Eu tentei me aproximar dela para ver a sua mão, mas no segundo em que fui tocá-la Saret fez um movimento ameaçando me empurrar para trás! No que ela então se afastou ainda mais das mesas me falando em um tom profundamente chateado.

— "Eu não tenho que ficar te aturando, o que você acha que sabe a meu respeito!?"
— "..."
— "Haah... já chega, eu não quero mais ter que olhar para você."
— "E para onde você acha que pode ir?"
— "Lá para cima, ajudar Lilith! Ficar perto dela pode ser difícil, mas não é tão insuportável quanto ficar aqui, com você... sendo forçada a toda hora me lembrar das pessoas que eu amo e o fato de que elas não estão mais comigo!"

Dizendo aquilo em um tom incisivo Saret então me deu as suas costas e sem qualquer resto de consciência simplesmente me abandonou sozinho naquele salão com dois panos molhados e 6 mesas restando limpar!
"Haah, Yura... acho que teria sido mais útil você ter ficado quieto."
Eu tentei relevar um pouco a sua atitude mesmo com a frustração de ter que terminar sozinho aquela faxina, imaginando se Ebraín realmente havia acertado ao pedir a minha ajuda a respeito de Saret -honestamente, eu duvidava de sua escolha cada vez mais.

— "O que afinal eu posso fazer se nem a minha presença ela admite conseguir suportar?"

Minha voz então desabafou para o vazio enquanto eu voltava a esfregar cada uma daquelas mesas. Pensativo, sem conseguir da mesma maneira esquecer a última coisa que ela me disse antes de sair... sobre eu a fazer lembrar de todas as pessoas que ela amava e sentia falta.
"Se é assim que ela se sente comigo... então deve mesmo ser bem torturante."
Minha cabeça ponderou calmamente me perguntando também sobre como as outras pessoas eram afetadas na minha presença de Vessel. V. disse que eu a fazia se sentir egoísta ao desejar me ter para si, Ebraín e Sal diziam me amar como um filho... mas e Damian? Como será que eu realmente o fazia se sentir? Que tipo de amor eu realmente o fazia sentir?

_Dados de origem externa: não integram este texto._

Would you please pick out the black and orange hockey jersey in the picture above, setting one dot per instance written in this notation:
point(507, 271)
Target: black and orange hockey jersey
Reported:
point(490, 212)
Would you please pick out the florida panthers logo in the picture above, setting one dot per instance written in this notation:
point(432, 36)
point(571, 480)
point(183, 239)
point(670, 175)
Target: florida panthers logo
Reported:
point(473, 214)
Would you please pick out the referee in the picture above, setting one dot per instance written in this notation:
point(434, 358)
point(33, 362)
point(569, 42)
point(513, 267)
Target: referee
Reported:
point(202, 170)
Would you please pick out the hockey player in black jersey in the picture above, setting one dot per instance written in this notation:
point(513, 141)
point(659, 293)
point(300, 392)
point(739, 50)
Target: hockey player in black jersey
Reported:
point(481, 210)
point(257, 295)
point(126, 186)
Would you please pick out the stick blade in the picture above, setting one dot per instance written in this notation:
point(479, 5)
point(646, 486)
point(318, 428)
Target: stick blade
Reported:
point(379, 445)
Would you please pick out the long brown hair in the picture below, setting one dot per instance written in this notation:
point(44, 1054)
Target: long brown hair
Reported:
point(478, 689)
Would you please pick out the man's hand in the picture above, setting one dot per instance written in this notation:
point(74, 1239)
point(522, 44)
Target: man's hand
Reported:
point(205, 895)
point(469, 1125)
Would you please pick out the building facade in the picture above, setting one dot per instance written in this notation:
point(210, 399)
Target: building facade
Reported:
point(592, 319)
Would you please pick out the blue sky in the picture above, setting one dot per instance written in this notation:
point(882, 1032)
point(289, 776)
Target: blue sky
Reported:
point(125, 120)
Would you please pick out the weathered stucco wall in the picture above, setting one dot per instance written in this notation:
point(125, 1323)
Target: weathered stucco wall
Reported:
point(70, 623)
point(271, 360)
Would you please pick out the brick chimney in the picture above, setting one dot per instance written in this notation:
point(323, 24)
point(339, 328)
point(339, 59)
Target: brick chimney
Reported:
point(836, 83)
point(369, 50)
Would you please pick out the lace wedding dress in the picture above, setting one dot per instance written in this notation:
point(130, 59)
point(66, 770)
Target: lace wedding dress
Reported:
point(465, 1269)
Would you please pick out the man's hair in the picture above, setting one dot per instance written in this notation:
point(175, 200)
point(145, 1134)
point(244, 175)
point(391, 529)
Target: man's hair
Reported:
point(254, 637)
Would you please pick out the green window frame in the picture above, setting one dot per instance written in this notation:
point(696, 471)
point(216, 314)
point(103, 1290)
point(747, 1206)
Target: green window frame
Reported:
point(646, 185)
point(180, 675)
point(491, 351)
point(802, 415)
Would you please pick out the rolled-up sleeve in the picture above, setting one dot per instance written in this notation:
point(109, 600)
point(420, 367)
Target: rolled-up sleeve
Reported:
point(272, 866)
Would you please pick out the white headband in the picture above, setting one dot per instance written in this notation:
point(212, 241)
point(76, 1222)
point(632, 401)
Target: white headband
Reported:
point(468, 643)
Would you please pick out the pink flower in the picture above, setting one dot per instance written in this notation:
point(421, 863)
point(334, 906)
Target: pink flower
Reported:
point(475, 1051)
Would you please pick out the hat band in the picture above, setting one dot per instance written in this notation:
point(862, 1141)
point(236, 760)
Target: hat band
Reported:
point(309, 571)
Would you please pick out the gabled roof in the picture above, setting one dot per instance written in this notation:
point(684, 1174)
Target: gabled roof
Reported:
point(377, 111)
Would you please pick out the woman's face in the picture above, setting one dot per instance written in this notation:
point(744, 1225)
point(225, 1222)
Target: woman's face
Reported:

Meus olhos então escaparam um instante para a porta aberta no meio do salão imaginando sua figura aparecendo ali entre os raios de sol.
"Se ao menos eu pudesse te perguntar... se ao menos eu pudesse ter a coragem de ignorar as palavras dos outros e ouvir apenas a sua -eu queria muito poder ouvi-las."
Um aperto se fez no meu coração com aquele desejo, sabendo eu muito bem que por mais que a insegurança continuasse a me corroer, eu não poderia eternamente viver escondido atrás dela. A verdade iria aparecer em algum momento assim como apareceu hoje com V., com Saret, e ontem com Gale... só que a diferença é que eu também nunca iria ter conseguido acertar o que havia no coração deles se eles porém não tivessem me contado. E dessa mesma maneira, nem V. e nem eu também teríamos a capacidade de acertar o que realmente estava agora se passando dentro de Damian... a menos que eu igualmente o desse a chance de me dizer...

— "Mesmo que essa verdade vá me machucar-... eu não posso ficar fugindo eternamente como uma criança que tem medo de se decepcionar. Eu já me decidi, eu vou enfrentar qualquer que seja a sua verdade Damian, e em troca, eu vou querer que você também receba a minha!"